There is “religious fundamentalism at play here,” venture capitalist Dave Morin said in a podcast for The Information after Altman was unceremoniously fired from OpenAI only to be reinstated five days later.

The AI research community have “almost deified this technology,” he added.

When the battle erupted, Microsoft defended Altman and OpenAI’s young staff all backed him too, aware that the future of the company came with the revenues that kept the computers humming, not lofty ideas on how AI should or should not be used.

– AI agent –

This tension between AI saving the world or ruining it has marked the year since the ChatGPT launch.

Elon Musk, for example, signed a letter calling for a pause in AI innovations to only months later start his own company, xAI, joining an increasingly crowded market.

Google, Meta and Amazon have all weaved promises of AI into their company announcements and invested in AI startups.

Killer robot or magic wand, corporations in all sectors are signing up to try AI, usually through their cloud providers, Microsoft, Google or Amazon or from OpenAI.

“The time from learning that generative AI was a thing to actually deciding to spend time building applications around it has been the shortest I’ve ever seen for any type of technology,” said Rowan Curran, an analyst at Forrester Research.

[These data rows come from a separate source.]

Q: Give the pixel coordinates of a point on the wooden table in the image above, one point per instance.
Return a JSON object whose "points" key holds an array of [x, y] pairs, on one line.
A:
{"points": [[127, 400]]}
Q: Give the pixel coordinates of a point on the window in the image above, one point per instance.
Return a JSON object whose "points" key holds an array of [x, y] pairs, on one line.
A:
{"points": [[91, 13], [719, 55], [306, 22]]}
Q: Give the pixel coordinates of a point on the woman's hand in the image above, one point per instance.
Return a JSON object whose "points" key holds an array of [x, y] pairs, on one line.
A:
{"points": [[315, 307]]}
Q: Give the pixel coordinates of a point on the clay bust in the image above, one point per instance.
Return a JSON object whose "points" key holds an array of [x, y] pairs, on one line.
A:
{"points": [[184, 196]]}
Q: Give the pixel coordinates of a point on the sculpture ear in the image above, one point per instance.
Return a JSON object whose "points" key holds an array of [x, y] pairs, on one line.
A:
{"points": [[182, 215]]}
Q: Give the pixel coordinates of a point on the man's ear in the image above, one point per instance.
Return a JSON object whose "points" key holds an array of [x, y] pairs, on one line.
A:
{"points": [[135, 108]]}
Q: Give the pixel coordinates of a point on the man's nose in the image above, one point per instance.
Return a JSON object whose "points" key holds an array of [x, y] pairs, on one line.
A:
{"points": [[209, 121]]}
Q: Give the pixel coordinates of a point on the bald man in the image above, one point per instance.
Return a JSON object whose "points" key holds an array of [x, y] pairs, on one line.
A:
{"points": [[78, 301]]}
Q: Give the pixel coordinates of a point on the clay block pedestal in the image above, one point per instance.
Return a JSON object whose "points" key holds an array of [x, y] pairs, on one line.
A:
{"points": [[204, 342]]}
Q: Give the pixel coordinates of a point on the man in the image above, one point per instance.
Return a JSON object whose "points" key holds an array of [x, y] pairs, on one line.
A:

But fears remain rife that bots might “hallucinate,” churning out false, nonsensical or offensive material so company efforts are modest for now.

One attempt is the AI agent, a sort of amped up chatbot that can help office workers trowel through emails, write memos, or have more fun while instant messaging.

Software programmers vaunt the powers at developer collaboration platform Github.

“It’s about being able to get the benefits of AI broadly disseminated to everyone,”  Microsoft CEO Satya Nadella said this month.

The rush to AI ramps up fear of dangers such as human extinction, and societal concerns like bias, job displacement and disinformation on an industrial scale.

Users creating pornographic deepfakes of a classmate or biased AI weeding out loan applicants are where regulators should be focused, industry observers argue.

– ‘Capitalists won’ –

Whatever the next chapter for AI, it won’t get written without tech giants like Microsoft, which could soon land a seat on the company’s board in the fallout of the boardroom drama.

“We saw yet another Silicon Valley battle between the idealists and the capitalists, and the capitalists won,” said historian O’Mara.

Nor will the next chapter of AI get written without Nvidia, the manufacturer of AI’s secret ingredient, the graphics processing unit, or GPU, a powerful chip that is indispensible to train AI.

Tech giant, startup or researcher — everyone must get their hands on those Taiwan-made chips, which are both expensive and hard to come by.

Big tech companies — Microsoft, Amazon, Google — are at the front of the line.